Ben's is super cool- it's futuristic, and I love the combo of yellow, brown, and green, and the contrast with the shiny black belt. Love it!
The top three and bottom three are Ben, Anna, Anthony, Janeane, Emilio, and Mila.

Kors thinks Ben's dress will cut through the noise of the magazine stand. Anna's look has no shape or silhouette, and wow, leave it to a British judge on a reality show to master the fine art of the insult. Here's her take: it's like three ingredients in a dish that you leave you nauseous. Hehe, I had previously typed anuseous. Damn, nauseous is hard to spell. And contains an anus. Moving on: Anthony announces that his inspiration was Heidi, and figured she'd want to show off her post-baby body. Kors announces that the costume drama is over. The oh so witty Brit: if that's where next spring's gonna be, then beam me there.

One more random question of mine: why are fashion experts always such dowdy dressers themselves? Grace Coddington and Suzy Menkes, I'm thinking of you.

Janeane was inpsired by the ocean and sea colors and seashells. Hmmm, could have fooled me. Kors thinks the cover lines, like "894 new ways to please your man's earlobes", will get lost in all the seams and details. Editor in Chief says she is not getting the sea reference unless it's a polluted sea with plastic bottles in it. Oooh, this beotch is starting to remind me of this beotch. Hey mean lady, you made poor little Janeane pout! Mila, who I'm sure still thinks she's snuck into the top 3, is promptly told by Michael Kors that the "peach" color comes off as an ace bandage. Ooh, she's getting ripped! It is a jog bra with a V-neck. Strike three? According to Nina Garcia, the inverted triangles on the bottom of the dress look like they're pointing at the model's crotch. Mila is looking stoic, but inside is casting a spell on Nina with her witchy magic. When she says that it looked much peachier in her hands, Michael Kors' eyes nearly roll out of his pumpkin head. So amazingly, Emilio's trampy red dress is in the top 3. Kors admires his construction skills with jersey. Yeah, I guess you could say Emilio's a construction worker of sorts. Nina Garcia likes the detailing, but thinks with ribbons it feels very junior. Agreed! But, cut off the straps, take down the model's ponytail, and voila! She's Clark Kent! Well, no, but it DOES look way better. Um, where did those scissors come from??
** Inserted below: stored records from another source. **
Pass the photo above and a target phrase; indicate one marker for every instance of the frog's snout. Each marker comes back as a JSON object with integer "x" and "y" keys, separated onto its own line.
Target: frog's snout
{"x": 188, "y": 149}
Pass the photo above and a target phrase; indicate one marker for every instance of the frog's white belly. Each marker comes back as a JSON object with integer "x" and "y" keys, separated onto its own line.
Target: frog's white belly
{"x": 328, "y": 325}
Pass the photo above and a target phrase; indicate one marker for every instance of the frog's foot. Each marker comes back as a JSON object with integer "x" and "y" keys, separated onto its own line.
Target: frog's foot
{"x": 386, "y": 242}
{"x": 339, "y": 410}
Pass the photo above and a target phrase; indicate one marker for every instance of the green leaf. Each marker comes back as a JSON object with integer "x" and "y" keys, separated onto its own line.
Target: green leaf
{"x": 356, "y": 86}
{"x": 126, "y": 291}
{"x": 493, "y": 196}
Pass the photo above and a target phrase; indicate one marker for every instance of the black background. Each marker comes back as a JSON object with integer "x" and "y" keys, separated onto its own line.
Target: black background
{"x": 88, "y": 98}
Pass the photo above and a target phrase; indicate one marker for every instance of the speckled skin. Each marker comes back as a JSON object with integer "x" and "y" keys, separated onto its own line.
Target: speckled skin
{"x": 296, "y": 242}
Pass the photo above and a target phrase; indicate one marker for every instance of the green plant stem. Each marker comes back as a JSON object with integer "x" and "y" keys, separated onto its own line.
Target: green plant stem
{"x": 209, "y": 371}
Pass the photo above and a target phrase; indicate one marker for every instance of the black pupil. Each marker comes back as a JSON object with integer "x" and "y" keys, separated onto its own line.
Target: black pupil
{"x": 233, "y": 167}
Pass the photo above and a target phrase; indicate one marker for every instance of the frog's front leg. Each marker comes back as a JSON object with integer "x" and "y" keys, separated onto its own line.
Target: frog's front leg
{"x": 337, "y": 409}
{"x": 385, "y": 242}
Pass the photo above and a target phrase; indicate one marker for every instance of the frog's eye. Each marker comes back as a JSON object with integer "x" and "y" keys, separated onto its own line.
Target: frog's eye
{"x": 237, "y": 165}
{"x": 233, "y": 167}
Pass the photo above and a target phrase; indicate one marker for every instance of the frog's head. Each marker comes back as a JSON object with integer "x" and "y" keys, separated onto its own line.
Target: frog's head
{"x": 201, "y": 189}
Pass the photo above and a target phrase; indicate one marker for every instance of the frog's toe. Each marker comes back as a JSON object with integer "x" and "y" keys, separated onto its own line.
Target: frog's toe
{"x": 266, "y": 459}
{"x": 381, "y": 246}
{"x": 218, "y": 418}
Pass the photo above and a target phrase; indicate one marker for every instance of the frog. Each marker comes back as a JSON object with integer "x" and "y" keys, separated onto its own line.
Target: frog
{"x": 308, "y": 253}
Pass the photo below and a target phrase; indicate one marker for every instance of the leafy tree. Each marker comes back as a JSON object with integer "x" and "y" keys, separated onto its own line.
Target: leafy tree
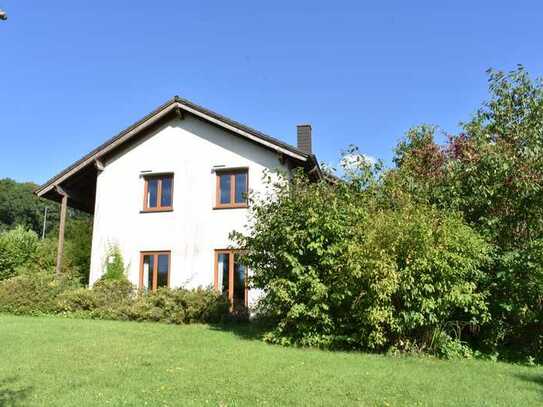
{"x": 20, "y": 207}
{"x": 17, "y": 248}
{"x": 493, "y": 174}
{"x": 339, "y": 270}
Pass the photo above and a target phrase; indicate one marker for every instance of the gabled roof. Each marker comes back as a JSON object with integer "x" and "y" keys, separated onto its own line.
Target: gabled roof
{"x": 85, "y": 166}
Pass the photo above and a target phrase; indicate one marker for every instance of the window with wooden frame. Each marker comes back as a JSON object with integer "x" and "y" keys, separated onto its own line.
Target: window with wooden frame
{"x": 231, "y": 278}
{"x": 232, "y": 188}
{"x": 158, "y": 193}
{"x": 154, "y": 270}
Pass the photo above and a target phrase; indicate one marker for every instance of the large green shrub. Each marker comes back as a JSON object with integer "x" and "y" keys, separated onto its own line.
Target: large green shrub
{"x": 34, "y": 293}
{"x": 17, "y": 248}
{"x": 117, "y": 299}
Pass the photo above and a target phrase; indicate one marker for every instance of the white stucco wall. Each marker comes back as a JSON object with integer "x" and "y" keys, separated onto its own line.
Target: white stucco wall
{"x": 190, "y": 149}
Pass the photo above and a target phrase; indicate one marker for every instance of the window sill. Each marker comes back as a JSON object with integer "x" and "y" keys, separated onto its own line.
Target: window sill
{"x": 156, "y": 210}
{"x": 242, "y": 206}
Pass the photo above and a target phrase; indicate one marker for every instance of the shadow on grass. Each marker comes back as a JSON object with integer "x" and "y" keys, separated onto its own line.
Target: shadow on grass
{"x": 532, "y": 378}
{"x": 11, "y": 394}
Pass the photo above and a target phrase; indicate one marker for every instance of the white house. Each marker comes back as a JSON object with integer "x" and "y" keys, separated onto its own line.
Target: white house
{"x": 168, "y": 190}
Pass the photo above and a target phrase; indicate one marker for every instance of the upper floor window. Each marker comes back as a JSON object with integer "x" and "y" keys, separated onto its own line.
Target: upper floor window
{"x": 232, "y": 188}
{"x": 158, "y": 193}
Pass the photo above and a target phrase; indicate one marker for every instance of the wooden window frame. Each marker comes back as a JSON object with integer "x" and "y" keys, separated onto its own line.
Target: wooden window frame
{"x": 232, "y": 172}
{"x": 155, "y": 254}
{"x": 231, "y": 262}
{"x": 159, "y": 207}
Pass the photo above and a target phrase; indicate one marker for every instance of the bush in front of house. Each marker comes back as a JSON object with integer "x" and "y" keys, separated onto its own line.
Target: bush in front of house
{"x": 117, "y": 299}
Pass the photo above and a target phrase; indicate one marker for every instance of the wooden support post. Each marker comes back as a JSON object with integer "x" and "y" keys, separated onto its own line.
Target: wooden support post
{"x": 60, "y": 252}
Bitch time with honorary bitchitude: For Mila's look, Heidi states that she would have to put on a lot of self tanner before wearing that dress. And we learn that Emilio's scissors were, aha, in his pockets! The judges like this. They also think that Anthony's look has charm. Holy black gay man from the ghetto, Batman, Anthony wins! He is thrilled. This is an understatement. But he has no immunity, which I think would otherwise really help him. While his dress was pretty, Ben should have had that magazine cover in the bag. Mila is noticeably pissed that Anthony beat her. Bottom two is between Anna and Janeane. Anna, you are...out. She is proud of herself, and hell, she's 21, she'll be aight.

Next on: Kids? Kids?? No, Michael Kors is NOT critiquing kids!! I'm afraid I may have serious ethical issues with this challenge.
Aufwiedersehen Marie Claire readers and Project Runway viewers!